J. Parker Ragland Special to the Business Press
Throughout our nation’s history, we have questioned what it is to be American. Poet Walt Whitman described being American as more than holding citizenship in a certain geographical location. He believed that Americans were in every country, as though “American” were a state of being rather than denoting national citizenship.
Following this tradition, the Amon Carter Museum of American Art presents a new exhibition, We the People: Picturing American Identity, which opened June 15 and runs through Sept. 8. This collection seeks to illuminate several questions of identity that Americans face even today.
By exhibiting diverse subjects on a variety of media, America’s “melting-pot” qualities are distinctly represented. Some pieces in the collection date back to the late 18th century while others have been composed in the last 50 years. Depictions of Native Americans are juxtaposed against Cold War figures. Our nation’s history is recounted in paintings, photographs and sculptures, amid other media.
In addition to a creative selection of media, We the People is a unique exhibition for the Amon Carter in that it focuses on figures rather than landscape. “The images remind us America is shaped by people,” stated Rebecca Lawton, curator at the Amon Carter Museum. “It’s defined by people.”

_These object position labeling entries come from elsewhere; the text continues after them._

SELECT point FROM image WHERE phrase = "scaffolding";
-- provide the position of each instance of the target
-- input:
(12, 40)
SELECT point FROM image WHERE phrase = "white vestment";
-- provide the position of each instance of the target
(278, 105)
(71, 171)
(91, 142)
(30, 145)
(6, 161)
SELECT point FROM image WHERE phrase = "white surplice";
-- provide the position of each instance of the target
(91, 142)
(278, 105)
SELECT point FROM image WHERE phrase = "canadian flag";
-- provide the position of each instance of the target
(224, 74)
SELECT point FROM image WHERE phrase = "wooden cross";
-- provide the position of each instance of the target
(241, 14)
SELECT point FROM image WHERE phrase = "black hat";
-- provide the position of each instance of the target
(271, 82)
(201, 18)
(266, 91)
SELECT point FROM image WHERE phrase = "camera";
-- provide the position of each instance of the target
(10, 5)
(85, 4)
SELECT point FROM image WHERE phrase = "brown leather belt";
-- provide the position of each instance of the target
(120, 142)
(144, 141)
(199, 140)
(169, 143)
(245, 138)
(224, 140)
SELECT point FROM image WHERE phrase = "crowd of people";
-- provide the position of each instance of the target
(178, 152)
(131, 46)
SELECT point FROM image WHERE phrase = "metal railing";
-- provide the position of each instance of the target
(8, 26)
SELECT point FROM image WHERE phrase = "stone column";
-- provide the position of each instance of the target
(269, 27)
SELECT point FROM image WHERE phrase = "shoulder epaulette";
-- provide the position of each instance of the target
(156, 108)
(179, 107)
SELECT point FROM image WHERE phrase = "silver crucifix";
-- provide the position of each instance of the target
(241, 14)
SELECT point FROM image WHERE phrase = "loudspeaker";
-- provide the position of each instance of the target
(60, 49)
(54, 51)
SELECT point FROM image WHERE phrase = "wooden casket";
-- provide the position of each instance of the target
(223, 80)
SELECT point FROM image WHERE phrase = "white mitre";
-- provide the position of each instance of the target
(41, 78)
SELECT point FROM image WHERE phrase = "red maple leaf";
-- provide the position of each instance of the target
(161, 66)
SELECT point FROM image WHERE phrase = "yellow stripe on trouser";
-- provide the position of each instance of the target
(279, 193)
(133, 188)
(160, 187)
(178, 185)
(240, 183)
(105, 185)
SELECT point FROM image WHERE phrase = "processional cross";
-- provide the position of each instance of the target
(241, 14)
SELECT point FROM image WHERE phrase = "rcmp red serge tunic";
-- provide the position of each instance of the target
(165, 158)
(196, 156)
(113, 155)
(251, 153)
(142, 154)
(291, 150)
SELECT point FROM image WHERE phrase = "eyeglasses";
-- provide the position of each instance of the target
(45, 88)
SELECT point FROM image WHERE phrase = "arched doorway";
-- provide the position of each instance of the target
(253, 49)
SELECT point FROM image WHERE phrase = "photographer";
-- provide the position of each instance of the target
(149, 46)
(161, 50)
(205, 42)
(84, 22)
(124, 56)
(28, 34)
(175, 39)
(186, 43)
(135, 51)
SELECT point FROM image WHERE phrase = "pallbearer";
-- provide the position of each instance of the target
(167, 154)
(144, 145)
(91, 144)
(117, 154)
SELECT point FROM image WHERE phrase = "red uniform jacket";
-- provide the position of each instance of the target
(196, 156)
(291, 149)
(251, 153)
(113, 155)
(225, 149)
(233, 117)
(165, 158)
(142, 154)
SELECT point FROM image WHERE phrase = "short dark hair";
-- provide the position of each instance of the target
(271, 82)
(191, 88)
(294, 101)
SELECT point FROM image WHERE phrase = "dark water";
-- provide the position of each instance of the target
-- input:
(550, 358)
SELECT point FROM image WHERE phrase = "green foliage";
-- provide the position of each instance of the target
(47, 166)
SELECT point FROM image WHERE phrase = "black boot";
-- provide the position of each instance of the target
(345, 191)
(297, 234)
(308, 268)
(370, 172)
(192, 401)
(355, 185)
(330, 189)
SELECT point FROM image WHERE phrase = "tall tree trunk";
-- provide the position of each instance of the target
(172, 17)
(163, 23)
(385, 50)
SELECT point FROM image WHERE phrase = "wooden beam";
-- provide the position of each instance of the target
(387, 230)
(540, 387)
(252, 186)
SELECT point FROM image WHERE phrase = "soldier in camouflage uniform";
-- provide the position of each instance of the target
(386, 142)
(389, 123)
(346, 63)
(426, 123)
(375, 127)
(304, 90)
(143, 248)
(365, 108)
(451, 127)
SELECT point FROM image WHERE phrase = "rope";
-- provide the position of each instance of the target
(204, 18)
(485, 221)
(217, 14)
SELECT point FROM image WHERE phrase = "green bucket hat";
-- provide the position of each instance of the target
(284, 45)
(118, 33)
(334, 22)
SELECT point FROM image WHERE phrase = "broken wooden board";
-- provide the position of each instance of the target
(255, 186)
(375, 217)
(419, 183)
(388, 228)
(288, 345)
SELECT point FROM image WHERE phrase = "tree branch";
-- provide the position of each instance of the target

And these people have come from many different places to make America what it is. Many of the masterpieces on display were composed by immigrants who came to America searching for new inspiration and insight, but brought with them their own cultural narratives. Viewing the works of these artists from such diverse cultures in close proximity is art in and of itself.
As you walk through each room, the semi-chronological ordering and careful placement of individual pieces becomes ever more apparent. The exhibition highlights pivotal moments in our nation’s history and is structured by four “forces:” Who is America? Who is the American woman? Who shapes America? And, who defines America?
One section is dedicated solely to viewers, allowing them to write down and display personal views about what it is to be American. Answers range from “self-indulgent” and “paying taxes” to “[being] surrounded by those who believe differently than us – and [being] okay with that.” Throughout the collection, regardless of the section viewed, one fact remains apparent: There is no consensus about the exact nature of being American. Whether viewing Deas’ depiction of Native Americans or Diltz’s photograph of Woodstock, we are reminded of the events that have divided our country and made it hard to define ourselves. On the other hand, perhaps that is what makes us American: having contrary perspectives.
Lawton noted: “I think that … there are forces that have defined America, and continue to define America, and there’s always that tension in democracy. That tension is necessary and defines our culture.”